New Democracy Says Not Soft On Money Launderers, Embezzlers

Government spokesman Stelios Petsas. (Photo by Eurokinissi/Stelios Misinas)

ATHENS – The New Democracy government, trying to rebut a report in the respected Financial Times a recent law will benefit the corrupt, money launderers and embezzlers it promised to to after said there are still provisions to prosecute them.

Spokesman Stelios Petsas said the revised penal code approved by the Parliament that the party controls allows an investigating magistrate or a judicial council of justices a period of three months in which to decide if an investigation will extend for 18 months, after which the accused have to be released, but he didn’t directly contradict the news report.

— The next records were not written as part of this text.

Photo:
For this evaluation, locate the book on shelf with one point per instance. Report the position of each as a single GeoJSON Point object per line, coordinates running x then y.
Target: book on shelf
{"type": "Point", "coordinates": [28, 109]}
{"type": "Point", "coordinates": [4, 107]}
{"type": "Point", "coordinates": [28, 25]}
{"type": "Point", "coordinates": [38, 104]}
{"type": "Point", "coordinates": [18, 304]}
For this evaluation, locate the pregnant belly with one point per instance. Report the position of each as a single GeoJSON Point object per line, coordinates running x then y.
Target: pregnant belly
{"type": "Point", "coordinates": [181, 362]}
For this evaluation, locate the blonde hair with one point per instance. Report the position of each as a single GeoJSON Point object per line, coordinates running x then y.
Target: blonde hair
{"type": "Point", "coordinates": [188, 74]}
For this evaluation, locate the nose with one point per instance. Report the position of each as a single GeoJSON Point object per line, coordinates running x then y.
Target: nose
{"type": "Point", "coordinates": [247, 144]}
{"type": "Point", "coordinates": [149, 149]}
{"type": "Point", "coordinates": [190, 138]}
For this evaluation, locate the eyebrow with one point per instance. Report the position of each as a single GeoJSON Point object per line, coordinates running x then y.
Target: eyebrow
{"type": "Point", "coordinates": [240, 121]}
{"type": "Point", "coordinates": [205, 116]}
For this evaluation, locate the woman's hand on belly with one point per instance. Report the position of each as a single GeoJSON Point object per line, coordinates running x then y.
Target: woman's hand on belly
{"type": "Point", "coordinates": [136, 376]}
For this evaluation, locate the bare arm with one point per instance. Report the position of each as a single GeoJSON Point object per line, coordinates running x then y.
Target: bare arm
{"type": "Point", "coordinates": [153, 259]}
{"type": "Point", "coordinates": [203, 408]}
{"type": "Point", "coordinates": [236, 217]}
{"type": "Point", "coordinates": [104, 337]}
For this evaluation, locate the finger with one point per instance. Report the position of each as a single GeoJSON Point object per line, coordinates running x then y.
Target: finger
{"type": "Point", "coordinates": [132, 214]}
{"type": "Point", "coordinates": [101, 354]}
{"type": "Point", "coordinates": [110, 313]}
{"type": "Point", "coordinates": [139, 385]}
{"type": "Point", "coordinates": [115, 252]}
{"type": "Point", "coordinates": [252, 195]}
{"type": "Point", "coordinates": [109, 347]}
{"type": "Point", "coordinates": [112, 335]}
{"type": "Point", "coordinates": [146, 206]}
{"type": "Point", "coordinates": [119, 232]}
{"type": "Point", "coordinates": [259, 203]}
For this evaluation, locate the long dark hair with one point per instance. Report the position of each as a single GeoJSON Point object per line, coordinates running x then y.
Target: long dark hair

“We sent a reply (to the Financial Times) regarding such past cases. Today we’re waiting for its (reply) publication,” Petsas said during an appearance during a morning newscast on Athens-based  SKAI TV.

He said the law fully harmonizes the country’s penal code with civil law, while even referring to compliance with the Universal Declaration of Human Rights and pointed to the 18-month pre-trial detention period, which almost always expires before a defendant is taken to court, allowing them to be released in the meantime.

The major opposition and former ruling Radical Left SYRIZA, which, just before being ousted in July 7 snap elections had passed laws lowering many crimes from felonies to misdemeanors and benefitting anarchists and terrorists, said the the Conservatives law is designed to help scandalized bankers, embezzlers, corporate fraudsters and shipping businesspeople.

New Democracy pushed through the Parliament a measure that will let people charged with fraud and money laundering to recover assets frozen by courts if they aren’t tried within 18 months, although the process takes three to five years or more.

That essentially means that everyone facing charges – a dozen Greek shipowners, prominent businesspeople and former bankers accused of breach of trust who are a core constituency of the party – could get back some $1.2 billion that had been seized, said the Financial Times.

The law, said the paper, appears to overturn Greece’s commitment to international standards on combating corruption and money-laundering and was an amendment tucked into a bill that reversed lenient sentencing passed SYRIZA for crimes such as rape and abuse of children, and opening the door for the possible release of anarchists and terrorists – a move decried by the Conservatives before they took power.

The Financial Action Task Force, the global anti-money laundering watchdog, and GRECO, the Council of Europe’s anti-corruption monitoring body, said cash and properties seized during a criminal probe should remain frozen until all judicial procedures are completed.

Justice Minister Kostas Tsiaras filed the amendment minutes before the final session of debate on the new law without giving a legal explanation of why Greece was breaking with its previous practice, the economic news site also said.